Multi-sample analysis: three-sample analysis of yeast mutants and their parent strain

Background:

Wild-type laboratory strains of Saccharomyces cerevisiae , like the reference strain S288C or the widely used strain CEN.PK113-7D, can grow on a variety of carbon sources including lactate.

In a recent publication [2], a knock-out mutant strain based on CEN.PK113-7D was generated, in which the gene for the only known lactate transporter in yeast, JEN1, is disrupted by an inserted reporter cassette. As expected this strain cannot use lactate as a carbon source. Laboratory evolution was used then on this strain to obtain two substrains that had regained the ability to grow on lactate. Both substrains, IMW004 and IMW005, were subjected to WGS to gain insight into the genomic changes that these strains had undergone compared to CEN.PK113-7D over ~100 generations of laboratory evolution and that might explain their ability to grow on lactate despite the disruption of the JEN1 gene.

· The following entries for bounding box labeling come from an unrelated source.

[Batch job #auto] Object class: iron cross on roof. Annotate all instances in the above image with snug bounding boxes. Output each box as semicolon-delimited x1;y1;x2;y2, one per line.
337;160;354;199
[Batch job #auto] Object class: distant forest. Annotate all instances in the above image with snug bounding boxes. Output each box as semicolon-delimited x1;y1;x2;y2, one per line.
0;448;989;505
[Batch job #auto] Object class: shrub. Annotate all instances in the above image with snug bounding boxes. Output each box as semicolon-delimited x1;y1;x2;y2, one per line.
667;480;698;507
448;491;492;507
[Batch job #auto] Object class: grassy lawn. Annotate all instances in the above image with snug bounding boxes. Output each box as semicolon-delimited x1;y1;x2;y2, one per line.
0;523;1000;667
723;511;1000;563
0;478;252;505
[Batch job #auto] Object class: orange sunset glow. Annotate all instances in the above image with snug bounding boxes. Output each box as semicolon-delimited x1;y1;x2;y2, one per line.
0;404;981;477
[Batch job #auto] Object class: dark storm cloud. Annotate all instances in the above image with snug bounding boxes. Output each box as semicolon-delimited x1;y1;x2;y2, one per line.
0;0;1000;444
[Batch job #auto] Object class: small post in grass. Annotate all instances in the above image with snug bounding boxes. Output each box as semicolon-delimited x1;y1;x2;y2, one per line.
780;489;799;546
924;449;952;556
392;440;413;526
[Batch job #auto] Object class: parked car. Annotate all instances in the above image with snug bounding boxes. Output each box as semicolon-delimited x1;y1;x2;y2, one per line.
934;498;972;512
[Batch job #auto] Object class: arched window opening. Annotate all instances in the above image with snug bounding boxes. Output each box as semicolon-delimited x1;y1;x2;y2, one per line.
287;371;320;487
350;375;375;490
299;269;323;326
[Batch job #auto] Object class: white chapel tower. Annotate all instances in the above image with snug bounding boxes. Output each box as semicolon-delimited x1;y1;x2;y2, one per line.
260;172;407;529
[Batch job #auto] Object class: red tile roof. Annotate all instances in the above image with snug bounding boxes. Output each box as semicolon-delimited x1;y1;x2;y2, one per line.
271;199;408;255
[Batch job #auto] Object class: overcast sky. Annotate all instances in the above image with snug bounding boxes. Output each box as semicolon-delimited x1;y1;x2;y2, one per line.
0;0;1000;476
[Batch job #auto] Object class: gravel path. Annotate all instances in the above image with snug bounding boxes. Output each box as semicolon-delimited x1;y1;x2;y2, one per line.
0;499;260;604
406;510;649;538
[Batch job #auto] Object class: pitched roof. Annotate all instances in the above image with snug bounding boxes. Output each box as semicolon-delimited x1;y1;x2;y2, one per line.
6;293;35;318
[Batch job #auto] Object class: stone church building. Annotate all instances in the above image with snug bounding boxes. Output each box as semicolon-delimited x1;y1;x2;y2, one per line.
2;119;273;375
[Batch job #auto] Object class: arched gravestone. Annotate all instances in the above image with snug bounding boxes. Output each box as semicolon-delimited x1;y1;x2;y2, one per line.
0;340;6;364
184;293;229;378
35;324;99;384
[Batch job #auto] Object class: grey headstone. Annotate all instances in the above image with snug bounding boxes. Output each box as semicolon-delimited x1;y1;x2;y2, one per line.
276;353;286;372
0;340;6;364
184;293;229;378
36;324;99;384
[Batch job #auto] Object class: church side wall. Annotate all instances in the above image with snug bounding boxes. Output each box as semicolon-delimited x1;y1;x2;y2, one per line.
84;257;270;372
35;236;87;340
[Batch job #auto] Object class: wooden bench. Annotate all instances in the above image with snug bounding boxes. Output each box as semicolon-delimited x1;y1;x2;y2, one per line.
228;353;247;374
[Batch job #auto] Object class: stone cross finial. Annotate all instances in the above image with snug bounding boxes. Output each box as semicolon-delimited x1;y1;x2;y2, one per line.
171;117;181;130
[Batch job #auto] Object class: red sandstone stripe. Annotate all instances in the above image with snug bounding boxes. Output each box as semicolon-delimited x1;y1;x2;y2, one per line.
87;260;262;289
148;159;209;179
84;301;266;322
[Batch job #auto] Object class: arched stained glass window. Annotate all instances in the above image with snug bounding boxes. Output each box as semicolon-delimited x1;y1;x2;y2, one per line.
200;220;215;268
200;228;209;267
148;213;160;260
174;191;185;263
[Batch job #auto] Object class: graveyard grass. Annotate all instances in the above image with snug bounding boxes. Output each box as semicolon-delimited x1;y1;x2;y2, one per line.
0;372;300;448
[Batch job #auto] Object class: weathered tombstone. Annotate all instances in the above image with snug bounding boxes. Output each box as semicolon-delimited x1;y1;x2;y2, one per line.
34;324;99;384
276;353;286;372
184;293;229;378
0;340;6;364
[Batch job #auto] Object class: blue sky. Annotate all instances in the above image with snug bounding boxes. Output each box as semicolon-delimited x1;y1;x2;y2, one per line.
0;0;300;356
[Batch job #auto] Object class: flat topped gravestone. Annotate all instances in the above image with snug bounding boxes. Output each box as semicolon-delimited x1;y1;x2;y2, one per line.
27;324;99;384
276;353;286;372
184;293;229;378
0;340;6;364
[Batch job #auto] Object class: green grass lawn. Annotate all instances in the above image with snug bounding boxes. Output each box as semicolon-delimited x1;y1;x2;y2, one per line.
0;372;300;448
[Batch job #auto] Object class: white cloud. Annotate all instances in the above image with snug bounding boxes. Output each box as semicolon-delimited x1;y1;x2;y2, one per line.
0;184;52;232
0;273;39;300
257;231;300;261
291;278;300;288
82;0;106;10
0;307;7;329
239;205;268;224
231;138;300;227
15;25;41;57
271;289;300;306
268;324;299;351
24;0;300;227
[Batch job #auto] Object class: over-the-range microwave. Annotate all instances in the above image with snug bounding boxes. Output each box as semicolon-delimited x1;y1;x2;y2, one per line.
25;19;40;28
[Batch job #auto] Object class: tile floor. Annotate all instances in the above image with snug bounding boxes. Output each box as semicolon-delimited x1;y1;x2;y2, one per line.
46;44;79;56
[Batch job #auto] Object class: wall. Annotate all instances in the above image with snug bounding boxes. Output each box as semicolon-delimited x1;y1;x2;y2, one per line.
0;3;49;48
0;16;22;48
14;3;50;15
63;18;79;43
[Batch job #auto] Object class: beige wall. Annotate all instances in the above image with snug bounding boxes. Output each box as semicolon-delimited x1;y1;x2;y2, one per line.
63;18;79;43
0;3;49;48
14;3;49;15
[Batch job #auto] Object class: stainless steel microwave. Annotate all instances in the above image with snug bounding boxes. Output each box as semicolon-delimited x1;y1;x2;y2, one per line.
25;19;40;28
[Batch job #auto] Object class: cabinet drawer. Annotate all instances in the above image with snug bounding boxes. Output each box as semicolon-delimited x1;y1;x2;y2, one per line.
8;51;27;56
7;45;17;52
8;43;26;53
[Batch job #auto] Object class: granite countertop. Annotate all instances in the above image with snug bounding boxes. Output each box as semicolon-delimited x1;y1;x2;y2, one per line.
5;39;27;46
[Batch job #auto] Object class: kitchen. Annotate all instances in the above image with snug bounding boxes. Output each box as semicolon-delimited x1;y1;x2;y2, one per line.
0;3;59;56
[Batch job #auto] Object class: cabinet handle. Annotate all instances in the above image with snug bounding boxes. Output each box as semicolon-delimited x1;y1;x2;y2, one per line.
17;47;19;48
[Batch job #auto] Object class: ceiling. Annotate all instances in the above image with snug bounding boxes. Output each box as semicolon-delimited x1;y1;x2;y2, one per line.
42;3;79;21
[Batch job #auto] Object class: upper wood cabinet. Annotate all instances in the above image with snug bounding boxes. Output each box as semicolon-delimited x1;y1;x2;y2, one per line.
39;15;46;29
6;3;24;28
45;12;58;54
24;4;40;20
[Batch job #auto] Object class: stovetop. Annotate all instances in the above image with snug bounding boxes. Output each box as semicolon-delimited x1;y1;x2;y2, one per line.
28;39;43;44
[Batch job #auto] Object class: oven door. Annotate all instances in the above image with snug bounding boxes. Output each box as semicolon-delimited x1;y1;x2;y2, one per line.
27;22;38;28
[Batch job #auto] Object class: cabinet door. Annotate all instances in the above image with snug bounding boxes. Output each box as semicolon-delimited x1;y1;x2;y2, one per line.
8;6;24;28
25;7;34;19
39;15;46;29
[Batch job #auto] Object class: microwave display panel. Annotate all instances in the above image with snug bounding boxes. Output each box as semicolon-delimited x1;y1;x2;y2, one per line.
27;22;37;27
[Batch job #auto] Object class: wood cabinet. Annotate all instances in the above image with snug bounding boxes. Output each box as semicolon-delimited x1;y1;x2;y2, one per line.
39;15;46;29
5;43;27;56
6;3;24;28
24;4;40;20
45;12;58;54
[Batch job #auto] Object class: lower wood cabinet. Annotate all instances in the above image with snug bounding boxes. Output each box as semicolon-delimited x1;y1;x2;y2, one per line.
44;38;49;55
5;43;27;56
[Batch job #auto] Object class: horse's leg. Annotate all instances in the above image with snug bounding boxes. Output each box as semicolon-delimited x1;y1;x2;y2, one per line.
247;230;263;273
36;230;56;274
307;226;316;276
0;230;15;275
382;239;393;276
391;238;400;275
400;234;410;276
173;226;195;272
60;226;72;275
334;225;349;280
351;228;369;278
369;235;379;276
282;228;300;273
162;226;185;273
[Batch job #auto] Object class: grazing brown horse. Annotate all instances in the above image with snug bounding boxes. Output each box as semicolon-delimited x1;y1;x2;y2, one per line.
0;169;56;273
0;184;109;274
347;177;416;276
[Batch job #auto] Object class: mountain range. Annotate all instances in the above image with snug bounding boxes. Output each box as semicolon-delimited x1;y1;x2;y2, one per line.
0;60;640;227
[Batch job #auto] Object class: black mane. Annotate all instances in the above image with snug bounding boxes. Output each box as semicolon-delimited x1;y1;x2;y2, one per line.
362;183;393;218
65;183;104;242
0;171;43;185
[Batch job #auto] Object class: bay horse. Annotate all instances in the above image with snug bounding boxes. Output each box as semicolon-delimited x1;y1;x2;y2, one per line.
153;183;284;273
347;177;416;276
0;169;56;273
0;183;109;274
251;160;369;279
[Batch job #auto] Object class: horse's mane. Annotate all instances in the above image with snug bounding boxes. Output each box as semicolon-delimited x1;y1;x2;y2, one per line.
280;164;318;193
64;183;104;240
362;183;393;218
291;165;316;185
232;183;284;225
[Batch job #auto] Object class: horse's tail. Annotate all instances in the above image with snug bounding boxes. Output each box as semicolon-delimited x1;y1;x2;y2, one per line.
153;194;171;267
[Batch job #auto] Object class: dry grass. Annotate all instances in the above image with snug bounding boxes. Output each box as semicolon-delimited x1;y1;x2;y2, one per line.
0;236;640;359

Strikingly, the substrains harbored independent point mutations in the acetate transporter gene ADY2 and subsequent experiments showed that these mutations are likely to cause changes in the substrate specificity of this transporter.

This example uses MiModD to recapitulate the primary finding from the laboratory evolution experiment. It will demonstrate how MiModD enables the simultaneous analysis of several samples in a few simple steps, and how the data exploration and annotation tools can be used to narrow down large lists of variants and affected genes efficiently.

The yeastADY2.tar.gz archive available from the MiModD download site contains the following files:

  • the S288C reference sequence in fasta format,
  • a BAM file of NGS reads from the CEN.PK113-7D parent strain (the reads are a random subset of those available through the NCBI small reads archive (SRA) under accession number SRX129922),
  • a BAM file of NGS reads from the lab-evolved substrain IMW004 (the same reads as available under the NCBI SRA accession number SRX129995), and
  • a BAM file of NGS reads from the lab-evolved substrain IMW005 (the same reads as available under the NCBI SRA accession number SRX129996).
[2]Kok et al. (2012): Laboratory evolution of new lactate transporter genes in a jen1D mutant of Saccharomyces cerevisiae and their identification as ADY2 alleles by whole-genome resequencing and transcriptome analysis. FEMS Yeast Res, 12:359-74.

Step 0: Preparing the data

Data preparation for Galaxy

If you are using MiModD through its Galaxy interface, you need to upload the reference fasta and the BAM files of WGS reads to Galaxy just as in the first example. Once the uploads are finished you can proceed to Step 1.

Data preparation for the command line

Besides extracting the data files from the downloaded archive no special data preparation is required when working from the command line. As in the first example, we will assume though that you have set your current working directory to the extracted directory tutorial_ex2. Although this is not an absolute requirement, it will allow you to execute the command line instructions in this section by simply copying/pasting them from this page into a terminal window.

Step 1: Multi-sample NGS Reads Alignment with the MiModD snap tool

Alignments for multiple samples are almost as simple to perform with MiModD as alignments for a single sample.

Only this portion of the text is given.